Sandstone is a type of sedimentary rock that consists chiefly of quartz particles that are less than two millimeters in diameter. Extremely common, the only sedimentary rock more prevalent than sandstone is shale, which is comprised of even finer-grained sediments.

In a textural sense, sandstones are only comprised of two components: sand-sized particles of matter and interstitial space. In recently formed sandstones, the space between the grains is often empty, but in older varieties of the rock a cementing material, such as lime, silica, or iron oxide, is characteristically present. The relative hardness and durability of the rock is primarily determined by the nature of the cementing agent. The presence of silica typically results in the hardest specimens and it is, therefore, this variety of sandstone that is most commonly utilized as a building stone. Softer forms of the rock are more frequently crushed for use as sand.

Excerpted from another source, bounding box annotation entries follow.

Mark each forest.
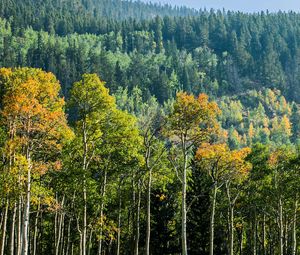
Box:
[0,0,300,255]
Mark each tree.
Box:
[166,92,220,255]
[196,144,250,255]
[0,68,71,255]
[70,74,114,255]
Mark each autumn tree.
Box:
[0,68,71,255]
[70,74,114,255]
[166,92,220,255]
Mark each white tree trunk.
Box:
[209,183,218,255]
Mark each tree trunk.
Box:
[22,151,31,255]
[262,213,266,255]
[134,180,141,255]
[33,202,40,255]
[292,198,298,255]
[88,229,93,255]
[0,198,9,255]
[82,121,88,255]
[181,138,188,255]
[278,197,284,255]
[226,181,237,255]
[229,205,234,255]
[10,203,17,255]
[66,218,72,255]
[98,170,107,255]
[55,196,65,255]
[145,163,152,255]
[17,196,23,255]
[252,208,257,255]
[209,183,218,255]
[117,181,122,255]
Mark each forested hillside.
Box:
[0,0,300,255]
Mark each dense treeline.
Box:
[0,0,198,35]
[0,0,300,255]
[0,68,300,255]
[0,8,300,102]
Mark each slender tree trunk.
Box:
[262,213,266,255]
[181,137,188,255]
[22,151,31,255]
[252,212,257,255]
[134,180,141,255]
[88,229,93,255]
[130,177,136,254]
[9,203,17,255]
[292,198,298,255]
[229,205,234,255]
[240,227,244,255]
[82,121,88,255]
[17,196,23,255]
[278,197,284,255]
[209,183,218,255]
[145,163,152,255]
[0,198,9,255]
[66,218,72,255]
[226,182,235,255]
[33,201,40,255]
[77,218,83,254]
[98,170,107,255]
[117,181,122,255]
[55,196,65,255]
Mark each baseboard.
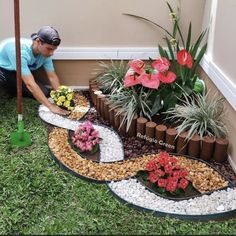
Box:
[201,55,236,110]
[46,85,89,91]
[53,47,159,60]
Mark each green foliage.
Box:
[93,60,128,94]
[0,97,236,235]
[165,93,227,139]
[109,85,152,131]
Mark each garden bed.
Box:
[40,92,236,220]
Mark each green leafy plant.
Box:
[93,60,128,94]
[109,86,152,131]
[165,92,227,140]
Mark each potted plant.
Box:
[50,85,75,111]
[71,121,101,154]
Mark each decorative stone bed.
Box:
[39,91,236,220]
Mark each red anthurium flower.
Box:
[124,69,141,88]
[157,71,176,84]
[128,59,145,75]
[139,73,160,89]
[177,49,193,68]
[178,179,189,189]
[152,57,170,72]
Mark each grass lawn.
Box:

The expansive sandstone landscapes found in the western United States are some of the most breathtaking in the world. The impressive spiraling monoliths, jagged cliffs, and deep canyons in the region are awe inspiring in their magnificence, drawing tens of thousands of hikers and tourists to the area each year. Similar to a sunset, the colors found in these sandstone formations commonly feature deep reds, oranges, and yellows. In some locations, these colors alternate in beautiful banded patterns, which resulted from rapid changes in the surrounding environment. Splendid examples of banded sandstone can be viewed in Nevada’s Red Rock Canyon and Nine Mile Canyon in Utah. Sometimes utilized as a gemrock, banded sandstone is occasionally referred to as wonderstone in commercial circles.